No matter how I looked at it, I couldn’t justify prescribing these drugs to a patient like Lilla, who was not presenting with any symptoms of anemia and was doing reasonably well.

Why was she prompted to say that she was “fatigued” only to be given a drug that was not proven to have the ability to correct fatigue?
Why were these doctors treating a number on a chart instead of treating Lilla Romeo?

*

LILLA
believed she received Procrit roughly four times a year.
Each time, she needed at least two shots to get her hemoglobin to 12 g/dl.

In 2004, she was told that the hospital had switched from Procrit to another drug, Aranesp, which supposedly had a longer-lasting effect and therefore required fewer shots.
Lilla could tell the difference between the two drugs.
Aranesp caused a burning sensation under her skin at the injection site.

“I remember saying that it stings, and I would much prefer Procrit,” Lilla recalled.
However, she was told that Procrit was no longer available, as the hospital had shifted to the Amgen drug.

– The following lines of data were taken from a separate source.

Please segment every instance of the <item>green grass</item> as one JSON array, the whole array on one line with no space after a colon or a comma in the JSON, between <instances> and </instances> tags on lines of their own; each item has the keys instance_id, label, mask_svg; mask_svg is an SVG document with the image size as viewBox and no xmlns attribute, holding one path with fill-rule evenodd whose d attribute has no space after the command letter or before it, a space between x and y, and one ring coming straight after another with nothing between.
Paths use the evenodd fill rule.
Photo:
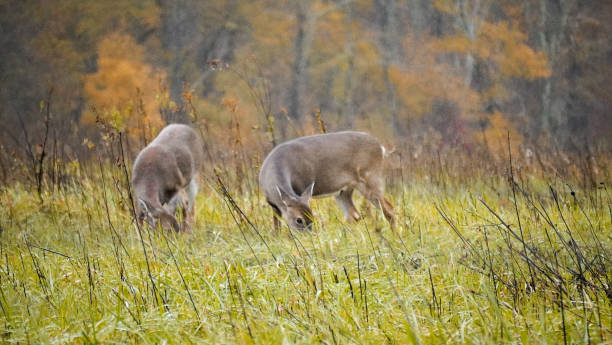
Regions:
<instances>
[{"instance_id":1,"label":"green grass","mask_svg":"<svg viewBox=\"0 0 612 345\"><path fill-rule=\"evenodd\" d=\"M390 188L396 233L361 198L365 221L315 199L316 230L290 233L272 230L257 192L228 186L251 226L210 183L192 235L141 237L122 181L79 178L42 201L34 188L2 189L0 341L612 342L603 186L574 197L563 181L527 176L515 209L501 177L419 179ZM525 245L483 202L516 234L520 219Z\"/></svg>"}]
</instances>

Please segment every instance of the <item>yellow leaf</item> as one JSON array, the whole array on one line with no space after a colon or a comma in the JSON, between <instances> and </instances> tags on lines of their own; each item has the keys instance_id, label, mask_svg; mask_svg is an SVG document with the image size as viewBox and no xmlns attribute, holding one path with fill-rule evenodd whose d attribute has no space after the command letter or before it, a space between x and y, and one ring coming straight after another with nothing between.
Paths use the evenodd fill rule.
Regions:
<instances>
[{"instance_id":1,"label":"yellow leaf","mask_svg":"<svg viewBox=\"0 0 612 345\"><path fill-rule=\"evenodd\" d=\"M84 77L88 101L100 113L85 112L82 121L102 116L117 129L137 136L144 128L163 126L157 109L156 86L164 75L145 62L143 47L132 37L111 33L98 44L98 70Z\"/></svg>"}]
</instances>

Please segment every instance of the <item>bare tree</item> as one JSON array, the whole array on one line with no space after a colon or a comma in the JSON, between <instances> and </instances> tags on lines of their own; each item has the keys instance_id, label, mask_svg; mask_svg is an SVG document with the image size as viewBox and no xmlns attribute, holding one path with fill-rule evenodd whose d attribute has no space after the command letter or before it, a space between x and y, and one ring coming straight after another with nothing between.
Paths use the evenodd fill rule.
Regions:
<instances>
[{"instance_id":1,"label":"bare tree","mask_svg":"<svg viewBox=\"0 0 612 345\"><path fill-rule=\"evenodd\" d=\"M307 84L308 51L312 43L312 35L316 18L310 13L309 0L293 2L296 21L294 43L294 60L291 69L291 85L289 88L289 116L301 122L303 116L303 98Z\"/></svg>"},{"instance_id":2,"label":"bare tree","mask_svg":"<svg viewBox=\"0 0 612 345\"><path fill-rule=\"evenodd\" d=\"M559 125L560 115L567 106L565 101L567 96L560 94L561 90L568 91L567 88L560 87L566 75L556 67L564 63L563 60L567 58L562 54L562 49L566 48L568 19L570 13L576 11L576 5L575 1L551 0L525 3L525 15L528 17L527 22L531 24L531 32L537 37L536 44L546 52L549 66L553 70L553 74L542 82L540 111L535 121L537 132L554 130ZM533 18L535 13L538 20L531 21L530 18Z\"/></svg>"},{"instance_id":3,"label":"bare tree","mask_svg":"<svg viewBox=\"0 0 612 345\"><path fill-rule=\"evenodd\" d=\"M395 86L391 82L390 67L400 59L401 38L399 35L397 0L376 0L379 14L380 45L383 78L385 83L385 103L389 106L393 130L397 135L404 134L405 125L399 120L398 101Z\"/></svg>"}]
</instances>

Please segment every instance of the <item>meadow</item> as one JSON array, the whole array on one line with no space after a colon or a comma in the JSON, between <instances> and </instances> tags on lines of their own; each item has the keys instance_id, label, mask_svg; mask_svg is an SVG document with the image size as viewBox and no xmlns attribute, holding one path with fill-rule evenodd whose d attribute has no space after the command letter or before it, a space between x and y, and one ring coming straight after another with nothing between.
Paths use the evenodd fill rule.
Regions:
<instances>
[{"instance_id":1,"label":"meadow","mask_svg":"<svg viewBox=\"0 0 612 345\"><path fill-rule=\"evenodd\" d=\"M612 345L610 18L0 0L0 345ZM205 151L189 234L139 225L130 185L171 123ZM394 151L397 227L356 192L359 222L324 198L313 231L274 229L265 155L345 129Z\"/></svg>"},{"instance_id":2,"label":"meadow","mask_svg":"<svg viewBox=\"0 0 612 345\"><path fill-rule=\"evenodd\" d=\"M257 164L204 174L193 234L138 226L125 160L4 185L0 341L612 343L609 160L443 160L390 169L395 231L358 195L358 223L315 199L314 231L275 231Z\"/></svg>"}]
</instances>

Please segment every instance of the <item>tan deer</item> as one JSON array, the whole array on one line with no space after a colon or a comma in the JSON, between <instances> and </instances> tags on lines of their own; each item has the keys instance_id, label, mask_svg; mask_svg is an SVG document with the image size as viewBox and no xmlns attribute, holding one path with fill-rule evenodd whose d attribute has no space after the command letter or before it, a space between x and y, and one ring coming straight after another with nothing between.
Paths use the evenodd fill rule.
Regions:
<instances>
[{"instance_id":1,"label":"tan deer","mask_svg":"<svg viewBox=\"0 0 612 345\"><path fill-rule=\"evenodd\" d=\"M194 201L203 146L191 127L171 124L145 147L134 162L132 186L138 222L152 228L190 231L194 223ZM183 224L175 217L183 211Z\"/></svg>"},{"instance_id":2,"label":"tan deer","mask_svg":"<svg viewBox=\"0 0 612 345\"><path fill-rule=\"evenodd\" d=\"M346 220L358 220L354 189L381 207L393 227L393 205L384 196L384 156L376 138L353 131L305 136L276 146L259 172L259 185L274 211L274 227L278 229L283 218L291 229L310 229L313 196L335 195Z\"/></svg>"}]
</instances>

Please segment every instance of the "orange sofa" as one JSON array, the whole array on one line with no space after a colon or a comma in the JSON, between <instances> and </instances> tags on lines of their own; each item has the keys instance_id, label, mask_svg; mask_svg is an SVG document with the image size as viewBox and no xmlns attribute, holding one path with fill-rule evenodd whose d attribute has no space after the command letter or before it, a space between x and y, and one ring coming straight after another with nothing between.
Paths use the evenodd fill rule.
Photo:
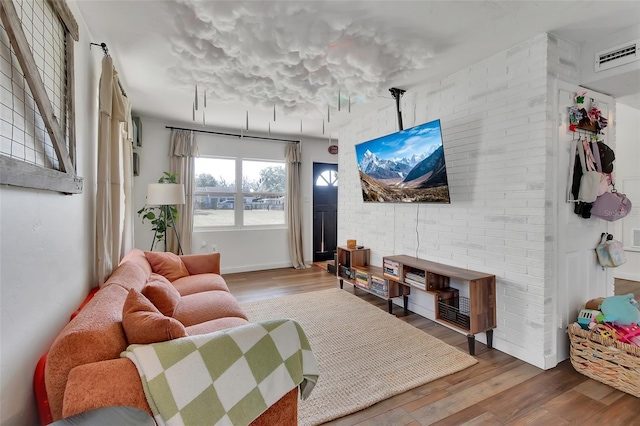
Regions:
<instances>
[{"instance_id":1,"label":"orange sofa","mask_svg":"<svg viewBox=\"0 0 640 426\"><path fill-rule=\"evenodd\" d=\"M136 367L128 358L120 357L130 343L152 343L248 323L219 275L219 253L173 256L173 259L170 256L134 249L105 285L74 314L46 355L47 400L37 396L41 417L42 407L46 406L50 407L54 421L108 406L136 407L152 414ZM178 267L175 259L181 261ZM158 292L164 295L160 302ZM142 320L142 332L136 332L132 331L134 321L129 314L135 311L131 308L132 300L147 300L140 294L153 301L160 313L131 314L138 315L136 321ZM150 319L154 321L153 327L145 322ZM298 389L293 388L252 425L297 425L297 409Z\"/></svg>"}]
</instances>

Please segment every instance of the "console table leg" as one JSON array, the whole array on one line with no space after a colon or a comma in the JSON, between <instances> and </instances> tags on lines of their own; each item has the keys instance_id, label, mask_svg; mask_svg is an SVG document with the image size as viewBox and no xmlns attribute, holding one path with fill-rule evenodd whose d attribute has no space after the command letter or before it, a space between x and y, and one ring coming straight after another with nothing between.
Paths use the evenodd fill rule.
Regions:
<instances>
[{"instance_id":1,"label":"console table leg","mask_svg":"<svg viewBox=\"0 0 640 426\"><path fill-rule=\"evenodd\" d=\"M343 288L344 288L344 280L340 278L340 289L342 290Z\"/></svg>"},{"instance_id":2,"label":"console table leg","mask_svg":"<svg viewBox=\"0 0 640 426\"><path fill-rule=\"evenodd\" d=\"M467 334L467 343L469 344L469 355L475 356L476 354L476 336L473 334Z\"/></svg>"},{"instance_id":3,"label":"console table leg","mask_svg":"<svg viewBox=\"0 0 640 426\"><path fill-rule=\"evenodd\" d=\"M388 302L389 302L389 313L393 315L393 301L389 299Z\"/></svg>"},{"instance_id":4,"label":"console table leg","mask_svg":"<svg viewBox=\"0 0 640 426\"><path fill-rule=\"evenodd\" d=\"M409 296L405 294L402 298L404 299L404 313L406 314L409 311Z\"/></svg>"},{"instance_id":5,"label":"console table leg","mask_svg":"<svg viewBox=\"0 0 640 426\"><path fill-rule=\"evenodd\" d=\"M493 349L493 328L491 330L487 330L487 347L489 349Z\"/></svg>"}]
</instances>

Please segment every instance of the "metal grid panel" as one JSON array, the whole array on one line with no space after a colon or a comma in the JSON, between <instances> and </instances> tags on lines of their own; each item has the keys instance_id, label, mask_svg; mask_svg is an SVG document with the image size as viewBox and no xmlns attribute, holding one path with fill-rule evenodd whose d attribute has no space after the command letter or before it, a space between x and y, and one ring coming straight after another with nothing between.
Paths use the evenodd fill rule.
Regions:
<instances>
[{"instance_id":1,"label":"metal grid panel","mask_svg":"<svg viewBox=\"0 0 640 426\"><path fill-rule=\"evenodd\" d=\"M67 136L64 27L47 2L15 0L14 5L51 107L58 123L64 124ZM51 138L1 23L0 154L38 166L60 168Z\"/></svg>"}]
</instances>

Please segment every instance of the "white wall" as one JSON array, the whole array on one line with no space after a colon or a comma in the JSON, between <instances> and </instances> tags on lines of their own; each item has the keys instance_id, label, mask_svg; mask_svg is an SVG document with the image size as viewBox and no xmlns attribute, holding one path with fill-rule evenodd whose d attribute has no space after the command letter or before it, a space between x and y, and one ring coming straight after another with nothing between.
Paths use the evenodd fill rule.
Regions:
<instances>
[{"instance_id":1,"label":"white wall","mask_svg":"<svg viewBox=\"0 0 640 426\"><path fill-rule=\"evenodd\" d=\"M633 231L640 232L640 110L616 105L616 187L632 201L631 214L615 222L615 237L624 245L627 263L614 269L616 278L640 281L640 243L633 246Z\"/></svg>"},{"instance_id":2,"label":"white wall","mask_svg":"<svg viewBox=\"0 0 640 426\"><path fill-rule=\"evenodd\" d=\"M494 346L542 368L555 302L549 81L577 78L576 52L543 34L404 95L405 128L441 119L450 205L363 203L353 147L397 130L391 99L340 131L339 241L370 247L376 265L407 254L495 274ZM435 317L423 292L409 309Z\"/></svg>"},{"instance_id":3,"label":"white wall","mask_svg":"<svg viewBox=\"0 0 640 426\"><path fill-rule=\"evenodd\" d=\"M97 85L102 52L74 3L78 175L82 194L0 186L0 423L38 424L33 372L40 356L96 285L94 200Z\"/></svg>"},{"instance_id":4,"label":"white wall","mask_svg":"<svg viewBox=\"0 0 640 426\"><path fill-rule=\"evenodd\" d=\"M140 176L134 178L135 209L144 205L146 186L157 182L163 171L169 170L169 134L167 125L197 128L188 124L166 123L142 117L142 148L140 155ZM225 131L225 133L229 133ZM239 139L206 133L196 133L201 155L240 156L247 158L284 159L285 143L258 139ZM273 135L273 137L282 137ZM295 139L291 136L283 139ZM335 163L337 157L328 153L327 141L305 138L302 150L302 200L303 200L303 244L305 260L312 259L312 164L316 162ZM254 271L291 266L288 231L280 229L230 228L194 233L192 253L210 252L215 245L222 255L223 273ZM146 222L139 218L135 222L135 245L148 250L153 233ZM204 245L204 247L203 247Z\"/></svg>"}]
</instances>

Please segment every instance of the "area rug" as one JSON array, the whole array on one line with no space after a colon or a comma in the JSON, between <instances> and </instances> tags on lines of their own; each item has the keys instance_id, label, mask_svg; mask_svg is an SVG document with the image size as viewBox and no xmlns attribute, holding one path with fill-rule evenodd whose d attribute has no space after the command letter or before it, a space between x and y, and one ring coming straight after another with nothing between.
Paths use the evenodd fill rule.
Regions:
<instances>
[{"instance_id":1,"label":"area rug","mask_svg":"<svg viewBox=\"0 0 640 426\"><path fill-rule=\"evenodd\" d=\"M298 321L320 378L300 401L300 425L318 425L472 366L465 352L348 293L330 289L242 304L250 321Z\"/></svg>"}]
</instances>

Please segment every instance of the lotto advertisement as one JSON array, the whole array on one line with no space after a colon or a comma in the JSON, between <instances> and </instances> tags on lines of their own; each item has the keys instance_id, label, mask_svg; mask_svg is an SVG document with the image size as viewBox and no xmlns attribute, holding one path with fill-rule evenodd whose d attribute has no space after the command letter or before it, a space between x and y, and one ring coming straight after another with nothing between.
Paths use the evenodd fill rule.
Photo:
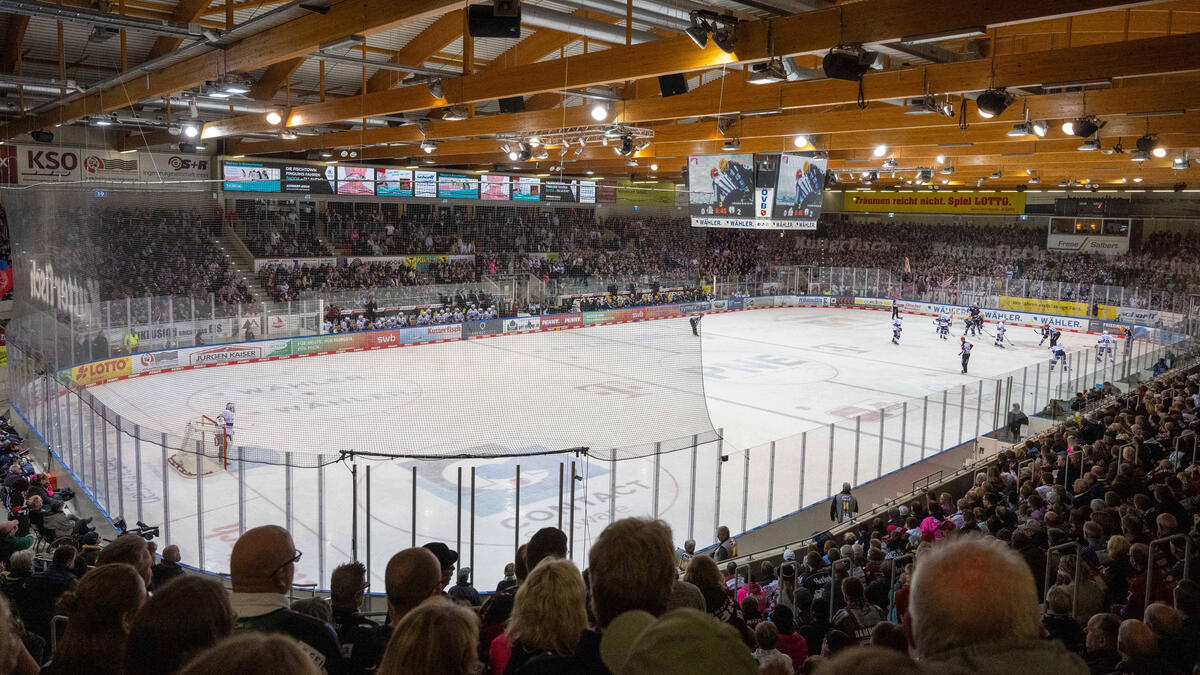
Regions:
<instances>
[{"instance_id":1,"label":"lotto advertisement","mask_svg":"<svg viewBox=\"0 0 1200 675\"><path fill-rule=\"evenodd\" d=\"M828 161L811 152L787 152L779 156L772 218L796 221L795 229L817 229Z\"/></svg>"},{"instance_id":2,"label":"lotto advertisement","mask_svg":"<svg viewBox=\"0 0 1200 675\"><path fill-rule=\"evenodd\" d=\"M754 227L754 155L688 157L688 192L693 227Z\"/></svg>"}]
</instances>

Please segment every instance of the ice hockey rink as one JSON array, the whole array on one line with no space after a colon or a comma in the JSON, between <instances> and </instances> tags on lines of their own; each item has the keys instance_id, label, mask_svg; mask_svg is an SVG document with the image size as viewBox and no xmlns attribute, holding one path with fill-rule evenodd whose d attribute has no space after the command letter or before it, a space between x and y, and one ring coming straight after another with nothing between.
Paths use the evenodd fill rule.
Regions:
<instances>
[{"instance_id":1,"label":"ice hockey rink","mask_svg":"<svg viewBox=\"0 0 1200 675\"><path fill-rule=\"evenodd\" d=\"M987 432L994 378L1026 365L1027 380L1033 364L1044 380L1025 383L1030 414L1035 386L1042 401L1045 387L1074 386L1047 372L1046 348L1027 327L1009 330L1006 349L968 338L975 349L963 375L961 330L941 340L931 317L909 316L893 345L888 312L757 309L706 316L700 338L686 318L665 319L163 373L88 391L128 421L176 434L232 401L235 442L293 465L251 463L196 480L164 470L157 446L135 454L126 438L118 477L110 430L108 474L125 486L126 511L110 515L132 522L140 491L141 519L163 523L186 564L227 570L244 510L246 527L289 522L304 552L298 583L323 586L351 558L351 461L301 465L313 452L353 451L358 555L371 561L372 588L382 591L388 558L414 540L469 540L474 467L476 544L460 564L474 566L476 585L488 589L518 538L559 524L560 466L568 496L572 461L581 477L574 557L586 564L610 517L657 512L677 544L691 534L704 546L717 522L754 527L826 498L832 484L865 482ZM1083 350L1095 336L1065 333L1061 342ZM1017 394L1003 403L1020 402ZM536 454L570 448L589 450ZM561 504L567 529L569 497Z\"/></svg>"}]
</instances>

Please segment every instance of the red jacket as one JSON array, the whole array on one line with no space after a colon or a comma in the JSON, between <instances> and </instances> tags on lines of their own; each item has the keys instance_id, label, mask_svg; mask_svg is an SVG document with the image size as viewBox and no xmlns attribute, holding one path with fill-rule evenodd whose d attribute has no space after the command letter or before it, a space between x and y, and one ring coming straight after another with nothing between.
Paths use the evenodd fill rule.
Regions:
<instances>
[{"instance_id":1,"label":"red jacket","mask_svg":"<svg viewBox=\"0 0 1200 675\"><path fill-rule=\"evenodd\" d=\"M780 635L775 648L792 658L792 668L798 673L808 660L808 643L799 633Z\"/></svg>"}]
</instances>

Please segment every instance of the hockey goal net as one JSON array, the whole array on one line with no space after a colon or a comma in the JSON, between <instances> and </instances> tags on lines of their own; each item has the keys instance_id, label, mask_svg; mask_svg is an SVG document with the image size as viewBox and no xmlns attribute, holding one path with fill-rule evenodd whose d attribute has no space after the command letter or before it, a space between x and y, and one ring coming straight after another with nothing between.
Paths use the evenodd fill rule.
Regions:
<instances>
[{"instance_id":1,"label":"hockey goal net","mask_svg":"<svg viewBox=\"0 0 1200 675\"><path fill-rule=\"evenodd\" d=\"M207 415L188 420L180 450L168 457L167 463L188 478L207 476L226 468L228 457L221 425Z\"/></svg>"}]
</instances>

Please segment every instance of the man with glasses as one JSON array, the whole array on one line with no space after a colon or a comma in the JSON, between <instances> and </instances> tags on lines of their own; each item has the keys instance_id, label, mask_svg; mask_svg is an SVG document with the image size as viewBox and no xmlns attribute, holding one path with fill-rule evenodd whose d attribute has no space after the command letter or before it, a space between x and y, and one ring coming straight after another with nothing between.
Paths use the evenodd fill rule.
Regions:
<instances>
[{"instance_id":1,"label":"man with glasses","mask_svg":"<svg viewBox=\"0 0 1200 675\"><path fill-rule=\"evenodd\" d=\"M298 562L300 551L292 535L277 525L246 530L238 538L229 558L234 629L290 635L324 672L340 675L345 664L333 629L288 607L287 592Z\"/></svg>"},{"instance_id":2,"label":"man with glasses","mask_svg":"<svg viewBox=\"0 0 1200 675\"><path fill-rule=\"evenodd\" d=\"M367 590L367 568L357 560L338 565L329 576L329 596L333 605L333 625L342 656L350 673L370 672L379 665L383 654L375 637L379 624L359 612Z\"/></svg>"}]
</instances>

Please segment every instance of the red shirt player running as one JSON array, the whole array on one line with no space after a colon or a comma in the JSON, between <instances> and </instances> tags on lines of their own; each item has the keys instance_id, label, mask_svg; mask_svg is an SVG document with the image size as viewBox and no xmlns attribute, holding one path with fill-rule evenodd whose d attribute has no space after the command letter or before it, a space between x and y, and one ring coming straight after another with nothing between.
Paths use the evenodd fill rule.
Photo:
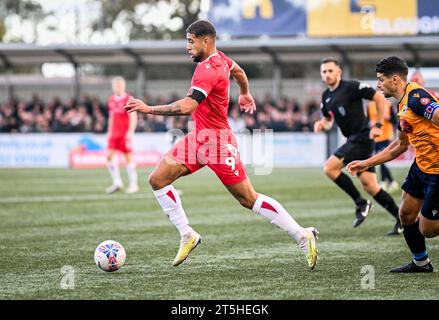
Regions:
<instances>
[{"instance_id":1,"label":"red shirt player running","mask_svg":"<svg viewBox=\"0 0 439 320\"><path fill-rule=\"evenodd\" d=\"M107 193L114 193L123 189L122 179L119 172L119 162L116 152L125 156L126 170L129 185L126 193L139 191L137 184L136 163L133 160L131 141L137 126L137 113L128 114L124 109L131 98L125 92L125 80L115 77L112 81L113 95L108 98L108 153L107 167L113 184L107 188Z\"/></svg>"},{"instance_id":2,"label":"red shirt player running","mask_svg":"<svg viewBox=\"0 0 439 320\"><path fill-rule=\"evenodd\" d=\"M214 26L204 20L192 23L187 32L187 52L198 65L187 97L169 105L149 106L130 99L125 109L159 115L189 115L194 130L181 139L160 161L149 183L163 211L180 232L181 242L174 266L182 263L201 242L190 226L172 183L204 166L209 167L239 203L267 218L296 240L308 265L317 263L315 228L301 227L276 200L257 193L239 158L236 139L227 122L230 75L240 88L241 111L253 114L256 105L249 93L247 76L239 65L216 49Z\"/></svg>"}]
</instances>

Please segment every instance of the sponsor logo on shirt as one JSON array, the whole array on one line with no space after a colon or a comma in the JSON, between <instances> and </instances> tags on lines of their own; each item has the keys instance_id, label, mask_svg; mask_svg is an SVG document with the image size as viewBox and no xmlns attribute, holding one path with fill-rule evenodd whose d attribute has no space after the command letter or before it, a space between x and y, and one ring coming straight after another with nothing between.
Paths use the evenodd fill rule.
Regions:
<instances>
[{"instance_id":1,"label":"sponsor logo on shirt","mask_svg":"<svg viewBox=\"0 0 439 320\"><path fill-rule=\"evenodd\" d=\"M426 106L430 103L431 100L429 98L422 98L420 101L424 106Z\"/></svg>"}]
</instances>

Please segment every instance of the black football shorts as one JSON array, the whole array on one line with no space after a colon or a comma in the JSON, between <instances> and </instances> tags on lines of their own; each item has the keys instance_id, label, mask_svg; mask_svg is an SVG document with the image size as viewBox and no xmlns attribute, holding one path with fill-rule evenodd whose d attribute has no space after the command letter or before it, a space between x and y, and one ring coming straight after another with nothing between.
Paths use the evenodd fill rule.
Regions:
<instances>
[{"instance_id":1,"label":"black football shorts","mask_svg":"<svg viewBox=\"0 0 439 320\"><path fill-rule=\"evenodd\" d=\"M334 152L334 156L339 159L343 159L343 163L347 165L349 162L352 162L354 160L365 160L371 157L373 150L374 142L372 140L370 140L370 142L348 141ZM371 167L366 171L375 172L375 167Z\"/></svg>"},{"instance_id":2,"label":"black football shorts","mask_svg":"<svg viewBox=\"0 0 439 320\"><path fill-rule=\"evenodd\" d=\"M401 188L415 198L424 199L421 214L425 218L439 220L439 174L423 172L415 160Z\"/></svg>"}]
</instances>

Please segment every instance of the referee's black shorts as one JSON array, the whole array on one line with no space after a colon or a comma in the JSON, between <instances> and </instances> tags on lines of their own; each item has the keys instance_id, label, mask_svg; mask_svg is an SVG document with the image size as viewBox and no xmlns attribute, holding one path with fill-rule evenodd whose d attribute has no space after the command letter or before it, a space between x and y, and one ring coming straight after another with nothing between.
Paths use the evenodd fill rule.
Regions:
<instances>
[{"instance_id":1,"label":"referee's black shorts","mask_svg":"<svg viewBox=\"0 0 439 320\"><path fill-rule=\"evenodd\" d=\"M352 142L348 141L337 151L334 152L334 156L339 159L343 159L344 165L354 160L365 160L372 156L374 150L373 140L362 141L362 142ZM375 167L371 167L366 171L375 172Z\"/></svg>"}]
</instances>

As a marketing expert, Lilla would have been interested in the nasty warfare between J&J, the company that sold Procrit, and Amgen, the company that sold Aranesp.
She might have been even more interested in examining the intricate financial incentives Amgen had created to induce oncologists to prescribe more Aranesp.

In oncology, it’s rare to find a drug that is used to treat a variety of tumors.
Since areas of cancer treatment are becoming increasingly specialized, it’s unlikely that we will see another Taxol, a drug used for lung, ovarian, breast, and head-and-neck cancer, as well as advanced Kaposi’s sarcoma
.
It’s also unlikely that we will see many drugs that can be used to treat all patients with a particular tumor, such as all breast cancers, all colon cancers, or all lung cancer.
Many of today’s drugs are developed to treat minuscule numbers of patients, and as development efforts become more focused—say, on diseases associated with particular genetic characteristics—it will be common to see drugs that may help a thousand or two thousand new patients a year.